First reported in 1909, ureteral metastasis of any prior tumor is extremely rare[4,6]. In 1999, a total of 342 cases of ureteral metastases were collected and reviewed by Haddad et al[4]. Stomach, prostate, and bladder cancers are the most common primary malignancies to develop ureteral metastases, and BCa accounts for 7.8% of all cases[4,6]. Only a few new cases have been reported over the past 18 years[7-13].

In this case, the patient complained of a 3-mo history of lower back pain, but had no history of hematuria. Most ureteral metastases are asymptomatic, and only 36% of cases presented nonspecific systemic symptoms such as lumbar pain, nausea, urinary tract infection, or weight loss[4,14], among which, pain due to ureteral obstruction is the most frequent symptom. Hematuria is not commonly seen, because the primary tumor usually metastasizes beneath the mucosa or invades from surrounding tissues[15].

It is difficult to distinguish metastatic ureteral tumors from ureteral urothelial carcinoma. Clinical histories may provide hints; however, they are usually insufficient. Metastatic ureteral tumors tend not to adhere to the mucosa; thus, urine cytology offers little help. Presman et al[16] reported that metastatic ureteral cancers often present with several characteristics: Tumor cells in the lymph nodes and vessels around the ureter, or the same type of cells in the ureteral wall without direct invasion. Biopsy under ureteroscopy may facilitate obtaining a precise diagnosis, but it should be pointed out that because of the limited sample size, pathological diagnoses are sometimes indistinct. In this case, ureteroscopy only observed a stenosis of the ureter without a proper biopsy. Thus, exploratory laparotomy is recommended, and further clinical decisions should be made according to the pathological section when it is difficult to make a clear diagnosis by ureteroscopy.
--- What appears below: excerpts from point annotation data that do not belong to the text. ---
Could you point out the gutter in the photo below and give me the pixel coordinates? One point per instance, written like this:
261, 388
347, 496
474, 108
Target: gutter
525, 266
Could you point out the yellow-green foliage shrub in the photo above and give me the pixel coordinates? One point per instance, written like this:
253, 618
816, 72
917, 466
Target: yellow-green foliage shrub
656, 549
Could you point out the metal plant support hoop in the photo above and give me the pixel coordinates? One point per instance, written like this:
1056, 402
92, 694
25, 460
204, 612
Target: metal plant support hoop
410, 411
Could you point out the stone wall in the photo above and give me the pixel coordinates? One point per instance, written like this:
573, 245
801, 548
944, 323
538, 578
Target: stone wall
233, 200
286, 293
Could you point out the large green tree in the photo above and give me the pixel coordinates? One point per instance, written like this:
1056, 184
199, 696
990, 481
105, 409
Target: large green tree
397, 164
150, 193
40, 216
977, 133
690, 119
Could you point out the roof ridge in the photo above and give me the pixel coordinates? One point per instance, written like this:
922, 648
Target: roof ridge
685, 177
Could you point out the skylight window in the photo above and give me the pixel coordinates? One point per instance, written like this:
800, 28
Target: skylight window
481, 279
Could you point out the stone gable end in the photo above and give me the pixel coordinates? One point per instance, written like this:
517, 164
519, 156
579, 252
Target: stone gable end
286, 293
Currently, there is no cure for metastatic BCa[3]. Surgical resection of the primary tumor or isolated metastatic lesions may be an effective therapeutic strategy. Radiotherapy can be performed to target the tumor or postsurgical tumor site[17,18]. Systemic treatment is normally added to those treatments and is based on the primary tumor or metastatic sites[19]. Chemotherapy is the most commonly used systemic treatment, and alternatives to chemotherapy include hormonal therapy, molecular-targeted therapy, immunotherapy, and recently nanotechnology and gene therapy[20].
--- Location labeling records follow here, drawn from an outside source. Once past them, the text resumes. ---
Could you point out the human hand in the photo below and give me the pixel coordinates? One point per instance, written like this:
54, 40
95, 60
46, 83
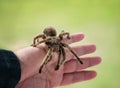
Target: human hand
70, 72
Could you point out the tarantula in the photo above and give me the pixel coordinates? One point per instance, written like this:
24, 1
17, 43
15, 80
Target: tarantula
54, 44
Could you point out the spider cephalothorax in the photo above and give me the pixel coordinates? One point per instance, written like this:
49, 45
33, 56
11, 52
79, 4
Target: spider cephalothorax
54, 44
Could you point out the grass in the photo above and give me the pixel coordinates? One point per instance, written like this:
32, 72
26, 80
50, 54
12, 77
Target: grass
21, 20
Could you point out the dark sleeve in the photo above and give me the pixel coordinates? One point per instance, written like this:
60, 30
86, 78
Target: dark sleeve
10, 71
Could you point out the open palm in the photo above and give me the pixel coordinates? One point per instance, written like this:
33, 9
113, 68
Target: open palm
70, 72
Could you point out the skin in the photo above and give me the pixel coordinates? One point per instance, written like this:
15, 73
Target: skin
69, 72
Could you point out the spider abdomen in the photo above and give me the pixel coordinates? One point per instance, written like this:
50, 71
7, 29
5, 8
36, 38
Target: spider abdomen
55, 43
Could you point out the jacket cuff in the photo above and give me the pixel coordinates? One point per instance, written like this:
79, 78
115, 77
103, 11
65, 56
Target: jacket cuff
10, 68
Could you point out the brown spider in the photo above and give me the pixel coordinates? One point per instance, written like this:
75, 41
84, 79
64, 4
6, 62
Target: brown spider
54, 44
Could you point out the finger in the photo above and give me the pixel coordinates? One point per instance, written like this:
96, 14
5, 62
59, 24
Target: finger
74, 38
73, 64
84, 49
74, 77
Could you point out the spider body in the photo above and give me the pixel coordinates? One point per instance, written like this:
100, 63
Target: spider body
54, 44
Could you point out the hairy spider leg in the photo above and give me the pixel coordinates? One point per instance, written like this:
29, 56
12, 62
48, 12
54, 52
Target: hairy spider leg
66, 45
45, 59
58, 62
63, 54
49, 59
37, 38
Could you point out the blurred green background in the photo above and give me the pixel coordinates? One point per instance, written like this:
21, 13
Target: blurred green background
99, 20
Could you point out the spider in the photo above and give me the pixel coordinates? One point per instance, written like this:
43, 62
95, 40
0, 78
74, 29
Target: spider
54, 44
The median survival of metastatic patients has been reported to range from 24 to 30 mo with a small percentage of them surviving a few months or a few years. With regard to metastatic site, organ diffusion, especially liver and/or soft tissues, is reported to be a predictor of poor survival[21]. In this case, the patient received targeted therapy after the progression of axillary lymph node metastases. Three months later, ureteral metastases from BCa were confirmed. Then, the metastatic lesions were resected, and postoperative 3-mo follow-up indicated further progression of the axillary lymph node metastases, indicating a relatively poor oncological outcome.

CONCLUSION

Herein, we report a rare case of ureteral metastases from BCa. Such a diagnosis is usually established by histopathology and immunohistochemistry. The nonspecific symptoms of this condition add to the difficulties of making the diagnosis. We emphasize the importance of histopathology by ureteroscopy and frozen histopathology during operation when making clinical decisions.